In my experience, helping people consider alternatives is an influential role of the leader. People naturally become single-focused over time. The argument is that it takes too much effort (time and work) to develop a BPA for everything. But, does it? Is having a BPA for each part of your value chain twice the work? I think not. For most of any discretionary process, the result is the same. At what point does divergence between two alternatives occur?
The presumption is that divergence occurs early in any process. However, a deviation may not happen until a final decision. Which color white select for your kitchen cabinets? A considerable amount of work has occurred before the paint color decision. In the end, is it Greek Villa or Alabaster? You like them both and select Alabaster with Greek Villa as your BPA. Make sense? Your choice between alternatives may occur at the beginning, middle, or end.
As a leader, you can develop your team to perform a BPA Analysis by asking questions. Your sales team is looking for a CRM platform. They approach you as the CEO for permission to make the purchase. They pitch a platform by presenting information such as features, performance, and pricing. You ask, what is the best plausible alternative to this CRM platform? Resist the urge to overvalue the amount of work invested at this point and approve the expenditure. Instead, start conditioning your team to consider alternatives.

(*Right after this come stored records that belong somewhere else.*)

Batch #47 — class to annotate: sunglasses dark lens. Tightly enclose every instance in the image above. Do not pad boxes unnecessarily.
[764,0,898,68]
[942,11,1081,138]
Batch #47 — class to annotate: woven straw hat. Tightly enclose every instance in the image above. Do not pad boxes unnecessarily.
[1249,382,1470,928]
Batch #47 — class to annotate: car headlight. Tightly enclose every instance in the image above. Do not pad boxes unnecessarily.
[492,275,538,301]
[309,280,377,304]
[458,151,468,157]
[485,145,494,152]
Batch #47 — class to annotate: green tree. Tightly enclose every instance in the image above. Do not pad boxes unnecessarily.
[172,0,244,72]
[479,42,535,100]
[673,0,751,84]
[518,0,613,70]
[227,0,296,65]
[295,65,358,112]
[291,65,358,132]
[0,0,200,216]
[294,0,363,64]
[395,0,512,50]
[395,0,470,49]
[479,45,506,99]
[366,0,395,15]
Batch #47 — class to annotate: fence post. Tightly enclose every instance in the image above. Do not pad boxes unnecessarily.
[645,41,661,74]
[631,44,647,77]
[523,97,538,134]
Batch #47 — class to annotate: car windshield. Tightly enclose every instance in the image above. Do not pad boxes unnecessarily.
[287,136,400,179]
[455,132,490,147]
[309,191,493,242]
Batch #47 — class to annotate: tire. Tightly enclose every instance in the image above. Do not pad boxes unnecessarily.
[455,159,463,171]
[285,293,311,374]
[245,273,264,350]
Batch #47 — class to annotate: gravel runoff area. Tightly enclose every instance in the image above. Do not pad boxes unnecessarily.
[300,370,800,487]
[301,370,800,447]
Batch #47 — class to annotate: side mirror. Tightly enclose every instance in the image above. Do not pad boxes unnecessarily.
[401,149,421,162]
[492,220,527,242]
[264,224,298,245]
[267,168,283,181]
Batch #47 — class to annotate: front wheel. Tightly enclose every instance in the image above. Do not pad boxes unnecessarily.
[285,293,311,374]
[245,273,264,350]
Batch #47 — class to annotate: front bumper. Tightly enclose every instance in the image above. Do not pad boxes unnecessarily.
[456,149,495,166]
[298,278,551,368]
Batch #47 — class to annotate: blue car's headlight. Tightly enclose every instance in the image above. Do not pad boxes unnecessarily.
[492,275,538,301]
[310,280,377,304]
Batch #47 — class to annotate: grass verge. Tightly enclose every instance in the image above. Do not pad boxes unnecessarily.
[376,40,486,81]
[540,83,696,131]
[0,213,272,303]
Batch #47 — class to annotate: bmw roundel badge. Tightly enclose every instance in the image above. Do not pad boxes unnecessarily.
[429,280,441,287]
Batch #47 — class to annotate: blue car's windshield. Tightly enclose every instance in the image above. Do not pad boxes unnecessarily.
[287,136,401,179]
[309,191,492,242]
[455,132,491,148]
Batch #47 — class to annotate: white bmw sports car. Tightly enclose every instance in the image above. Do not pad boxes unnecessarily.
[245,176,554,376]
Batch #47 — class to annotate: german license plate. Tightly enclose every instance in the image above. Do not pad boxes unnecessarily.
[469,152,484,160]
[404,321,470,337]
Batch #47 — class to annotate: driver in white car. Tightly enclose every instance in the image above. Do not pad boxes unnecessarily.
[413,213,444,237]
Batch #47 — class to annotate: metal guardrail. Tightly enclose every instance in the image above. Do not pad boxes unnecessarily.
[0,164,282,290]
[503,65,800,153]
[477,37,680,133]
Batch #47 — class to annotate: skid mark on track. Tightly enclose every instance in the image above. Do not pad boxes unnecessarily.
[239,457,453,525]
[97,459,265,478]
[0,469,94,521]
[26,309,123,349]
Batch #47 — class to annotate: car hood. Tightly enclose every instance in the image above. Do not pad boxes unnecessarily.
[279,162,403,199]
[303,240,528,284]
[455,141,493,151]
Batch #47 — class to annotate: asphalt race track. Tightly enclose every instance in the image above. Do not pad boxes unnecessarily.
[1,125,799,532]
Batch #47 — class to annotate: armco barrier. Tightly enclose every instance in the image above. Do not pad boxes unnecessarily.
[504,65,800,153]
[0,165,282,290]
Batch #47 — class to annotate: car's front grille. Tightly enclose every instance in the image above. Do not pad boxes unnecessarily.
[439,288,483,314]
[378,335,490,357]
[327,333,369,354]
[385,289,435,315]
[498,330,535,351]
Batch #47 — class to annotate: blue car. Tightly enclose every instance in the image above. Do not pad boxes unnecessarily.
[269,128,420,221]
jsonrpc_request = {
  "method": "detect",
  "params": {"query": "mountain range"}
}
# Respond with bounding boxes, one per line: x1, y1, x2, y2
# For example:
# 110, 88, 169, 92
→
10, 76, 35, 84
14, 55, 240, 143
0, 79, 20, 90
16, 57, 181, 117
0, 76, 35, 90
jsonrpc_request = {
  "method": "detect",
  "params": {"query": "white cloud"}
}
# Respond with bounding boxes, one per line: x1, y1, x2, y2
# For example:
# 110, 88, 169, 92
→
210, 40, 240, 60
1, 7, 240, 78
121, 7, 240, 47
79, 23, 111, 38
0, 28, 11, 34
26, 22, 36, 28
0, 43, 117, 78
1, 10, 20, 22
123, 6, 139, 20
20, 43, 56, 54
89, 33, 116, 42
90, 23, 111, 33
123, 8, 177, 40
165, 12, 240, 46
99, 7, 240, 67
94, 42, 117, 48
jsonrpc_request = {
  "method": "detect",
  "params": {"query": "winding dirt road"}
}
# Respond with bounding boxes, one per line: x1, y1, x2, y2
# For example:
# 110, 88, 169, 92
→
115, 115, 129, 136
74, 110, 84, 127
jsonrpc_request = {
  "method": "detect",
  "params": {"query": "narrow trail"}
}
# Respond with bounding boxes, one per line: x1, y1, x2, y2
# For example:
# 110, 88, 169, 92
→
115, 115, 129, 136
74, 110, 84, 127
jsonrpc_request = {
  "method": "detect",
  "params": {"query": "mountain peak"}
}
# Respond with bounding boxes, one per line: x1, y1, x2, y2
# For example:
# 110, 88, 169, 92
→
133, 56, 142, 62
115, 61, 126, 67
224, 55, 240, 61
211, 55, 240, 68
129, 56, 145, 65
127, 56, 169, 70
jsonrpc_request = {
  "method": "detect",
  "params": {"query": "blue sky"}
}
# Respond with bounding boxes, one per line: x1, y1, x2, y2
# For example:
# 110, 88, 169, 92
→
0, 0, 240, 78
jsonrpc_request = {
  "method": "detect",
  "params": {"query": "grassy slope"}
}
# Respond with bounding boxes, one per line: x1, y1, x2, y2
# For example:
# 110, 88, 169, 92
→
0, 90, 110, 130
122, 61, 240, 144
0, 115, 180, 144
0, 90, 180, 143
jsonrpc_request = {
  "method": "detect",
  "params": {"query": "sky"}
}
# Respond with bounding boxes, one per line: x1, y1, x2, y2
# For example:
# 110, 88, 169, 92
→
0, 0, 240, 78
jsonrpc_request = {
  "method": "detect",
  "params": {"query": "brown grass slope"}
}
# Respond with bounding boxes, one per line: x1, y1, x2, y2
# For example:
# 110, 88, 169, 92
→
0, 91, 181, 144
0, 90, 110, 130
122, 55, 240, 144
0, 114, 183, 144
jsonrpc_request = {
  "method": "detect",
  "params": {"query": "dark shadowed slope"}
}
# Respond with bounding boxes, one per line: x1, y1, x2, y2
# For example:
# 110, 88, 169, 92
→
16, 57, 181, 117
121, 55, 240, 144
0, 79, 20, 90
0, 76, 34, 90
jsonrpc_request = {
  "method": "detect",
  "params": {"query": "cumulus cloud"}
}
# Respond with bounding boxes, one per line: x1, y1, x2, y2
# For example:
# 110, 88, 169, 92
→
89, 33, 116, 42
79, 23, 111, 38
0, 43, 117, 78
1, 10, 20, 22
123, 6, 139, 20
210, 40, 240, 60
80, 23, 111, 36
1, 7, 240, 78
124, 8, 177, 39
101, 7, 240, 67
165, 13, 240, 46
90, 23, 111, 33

When they tell you this is indeed the best choice, ask them to go back and look for the next best alternative. If we don't buy this platform, what is the alternate solution? This action forces them to go back to the point of selection (choice divergence). If they never considered an alternative, that may be the problem. However, over time they will learn to have a BPA thoroughly evaluated before they approach you for a decision in the future.
What may seem like redundancy to your team is building discretionary analytical skills. A team capable of thoughtful analysis minimizes status quo bias and groupthink. You are leading them (by developing them) to become more competent and more analytical. Alternative thinking is a skill to learn and master over time. Please do not allow them to become comfortable with one approach or concept too often.